In this article we will describe a modern setup for a backend build of micro-services, deployed in Docker containers on a Cloud infrastructure. The article will give an overview of the available components and technologies. It is not intended to recap or summarize existing documentation on this topic, but to give a comprehensive overview and to explain the pros and cons of different approaches and strategies which have proven successful for 3SS. We will explain and detail the setup based on our own product development activities in order to provide practical examples and experiences.
When setting out to design and build the architecture for the backend infrastructure and system for our product, we had to keep in mind a few facts about our potential customers:
Peaks in usage at prime-time
VOD and TV services usually see high usage-peaks at certain hours of the day and days in the week, while the usage drops in the intervening periods. With a classic setup, the infrastructure needs to be dimensioned to handle the big peaks and then be less used or unused for the remaining 80-90% of the time between the peaks.
Constantly growing user-base
New services typically start with lower subscriber numbers and constantly gain new users. Therefore, there is a need for an infrastructure which scales with growth, but which can be maintained and upgraded with minimal effort.

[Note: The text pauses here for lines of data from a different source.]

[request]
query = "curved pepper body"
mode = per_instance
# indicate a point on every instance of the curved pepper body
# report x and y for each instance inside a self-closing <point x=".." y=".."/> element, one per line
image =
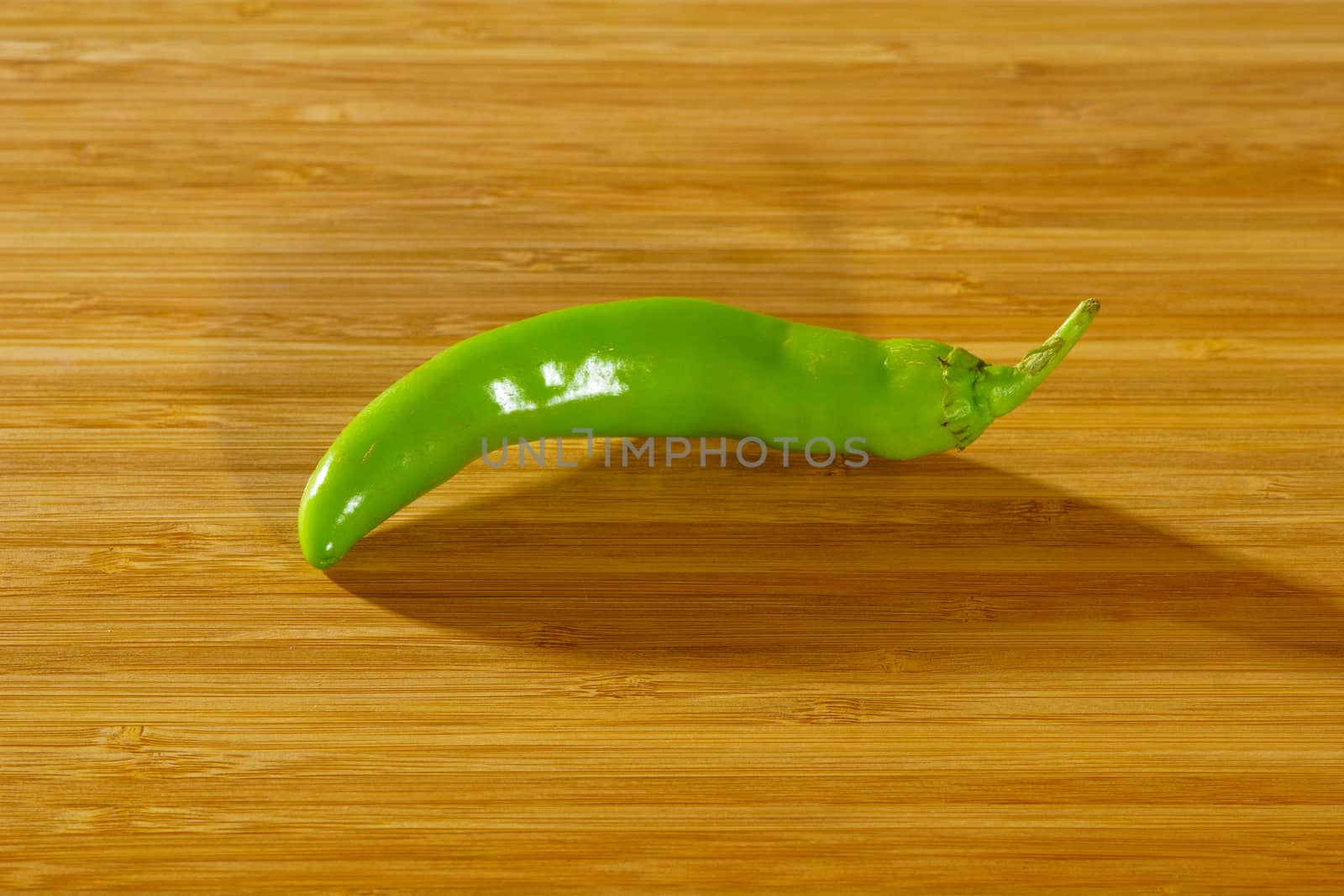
<point x="652" y="367"/>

We decided to move away from a monolithic backend architecture to a solution which allows us to scale with our customers and does not restrict us in any way as regards to future technology choices. Moreover, we wanted to make sure that we can maintain, upgrade and develop individual services independently while limiting the potential impact on errors when making production updates.
Although right now all our services are written in node.js this does not mean that, in the future, we will not decide that Python, Go or any other language might be better suited for a certain task.

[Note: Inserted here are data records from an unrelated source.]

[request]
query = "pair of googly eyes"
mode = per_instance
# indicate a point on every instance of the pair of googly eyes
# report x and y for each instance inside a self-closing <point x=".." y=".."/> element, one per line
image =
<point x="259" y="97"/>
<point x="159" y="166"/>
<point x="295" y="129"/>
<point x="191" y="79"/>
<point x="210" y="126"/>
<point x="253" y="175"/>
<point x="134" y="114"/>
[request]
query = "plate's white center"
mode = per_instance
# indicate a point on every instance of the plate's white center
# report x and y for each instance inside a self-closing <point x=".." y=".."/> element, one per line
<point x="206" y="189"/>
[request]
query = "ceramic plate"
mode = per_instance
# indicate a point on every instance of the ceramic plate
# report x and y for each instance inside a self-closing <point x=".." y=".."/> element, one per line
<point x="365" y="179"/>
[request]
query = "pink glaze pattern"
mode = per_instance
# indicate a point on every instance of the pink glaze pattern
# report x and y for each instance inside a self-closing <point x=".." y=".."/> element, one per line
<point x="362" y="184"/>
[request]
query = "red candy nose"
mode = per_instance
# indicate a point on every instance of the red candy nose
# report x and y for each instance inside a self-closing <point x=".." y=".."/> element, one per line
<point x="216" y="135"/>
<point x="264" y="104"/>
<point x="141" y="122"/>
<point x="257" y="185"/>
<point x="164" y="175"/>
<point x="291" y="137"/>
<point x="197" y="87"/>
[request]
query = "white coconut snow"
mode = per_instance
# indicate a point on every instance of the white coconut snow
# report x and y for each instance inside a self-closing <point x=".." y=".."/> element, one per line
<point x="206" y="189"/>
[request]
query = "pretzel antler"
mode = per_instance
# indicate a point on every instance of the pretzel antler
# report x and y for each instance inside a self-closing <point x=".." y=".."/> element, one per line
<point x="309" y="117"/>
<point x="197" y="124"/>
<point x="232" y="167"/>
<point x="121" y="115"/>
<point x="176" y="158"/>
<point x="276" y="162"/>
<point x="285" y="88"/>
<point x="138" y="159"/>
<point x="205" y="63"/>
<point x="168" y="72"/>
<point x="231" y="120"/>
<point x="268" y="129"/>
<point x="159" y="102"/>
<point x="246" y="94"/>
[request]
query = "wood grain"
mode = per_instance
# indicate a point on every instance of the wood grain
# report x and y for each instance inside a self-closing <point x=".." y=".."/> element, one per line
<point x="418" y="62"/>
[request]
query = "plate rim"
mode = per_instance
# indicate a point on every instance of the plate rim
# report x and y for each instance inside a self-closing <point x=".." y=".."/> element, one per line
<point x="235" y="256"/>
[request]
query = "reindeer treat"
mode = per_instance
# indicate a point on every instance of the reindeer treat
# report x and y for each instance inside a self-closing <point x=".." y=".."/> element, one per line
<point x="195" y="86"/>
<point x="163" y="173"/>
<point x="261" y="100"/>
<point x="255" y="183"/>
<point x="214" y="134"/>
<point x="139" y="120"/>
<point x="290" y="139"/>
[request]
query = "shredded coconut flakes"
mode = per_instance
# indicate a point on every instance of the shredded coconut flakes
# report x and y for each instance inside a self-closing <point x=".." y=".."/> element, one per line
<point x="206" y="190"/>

As the title of this article suggests, the infrastructure which we are describing has the following main components:
Cloud Hosting
We use a Cloud-based infrastructure to host our cluster and containers. The same setup can be replicated locally or on a dedicated hosting environment, although, of course, the advantage of scalability is missing in that case. Cloud hosting does not only enable the possibility to rent CPU power or virtual machines - AWS, Google Cloud etc. It also enables a large set of services and products which make deployment and hosting more convenient.
Docker Containers and Cluster
The container system we are going to explain and describe is Docker. The containers are organized in clusters using an orchestration tool to manage the nodes.

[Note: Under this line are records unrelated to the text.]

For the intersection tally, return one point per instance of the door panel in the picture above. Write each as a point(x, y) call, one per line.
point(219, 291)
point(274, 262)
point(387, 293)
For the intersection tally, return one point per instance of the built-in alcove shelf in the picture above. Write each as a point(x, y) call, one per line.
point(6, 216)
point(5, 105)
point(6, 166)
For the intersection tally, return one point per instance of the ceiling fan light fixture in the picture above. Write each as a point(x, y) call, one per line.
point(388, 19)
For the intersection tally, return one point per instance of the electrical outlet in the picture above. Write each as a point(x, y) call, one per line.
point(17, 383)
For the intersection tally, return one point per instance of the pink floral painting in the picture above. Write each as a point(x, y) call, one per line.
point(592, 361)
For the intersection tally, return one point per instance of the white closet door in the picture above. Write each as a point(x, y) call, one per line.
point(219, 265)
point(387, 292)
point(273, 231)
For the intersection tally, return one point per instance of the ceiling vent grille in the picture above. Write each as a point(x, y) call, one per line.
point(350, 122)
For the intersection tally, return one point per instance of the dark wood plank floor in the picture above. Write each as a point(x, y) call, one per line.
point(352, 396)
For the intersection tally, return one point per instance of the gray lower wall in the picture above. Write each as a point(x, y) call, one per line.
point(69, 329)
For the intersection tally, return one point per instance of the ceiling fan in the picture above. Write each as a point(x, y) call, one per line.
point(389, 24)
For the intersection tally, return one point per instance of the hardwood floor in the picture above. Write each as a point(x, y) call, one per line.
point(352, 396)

A simplified view of this would be:
We will provide further details.
We will not dive in this topic too deeply, as it is a huge topic on its own. Micro-Service-based architecture has emerged in recent years with the shift towards web-based applications and the wide use of third-party services. The main principle behind this is often summarized as “Do one thing and do it well” rather than attempt to be a master of all. This can be very well applied to API development which is a crucial part of web-based applications.
From the development perspective, one of the biggest benefits of Micro-Service-based architecture is that it enables the smallest possible teams (down to individual developers) to own, develop and maintain them. When delivering new builds, the increments and scope are small enough to allow timely review and assessment with minimal effort, allowing faster roll-outs with less risk.
Micro-Services are usually characterized as:
Stateless and stupid – They are built to serve very specific purposes. They are unaware of and neutral to any state or session. They should act as a straight-forward “input – process – output”.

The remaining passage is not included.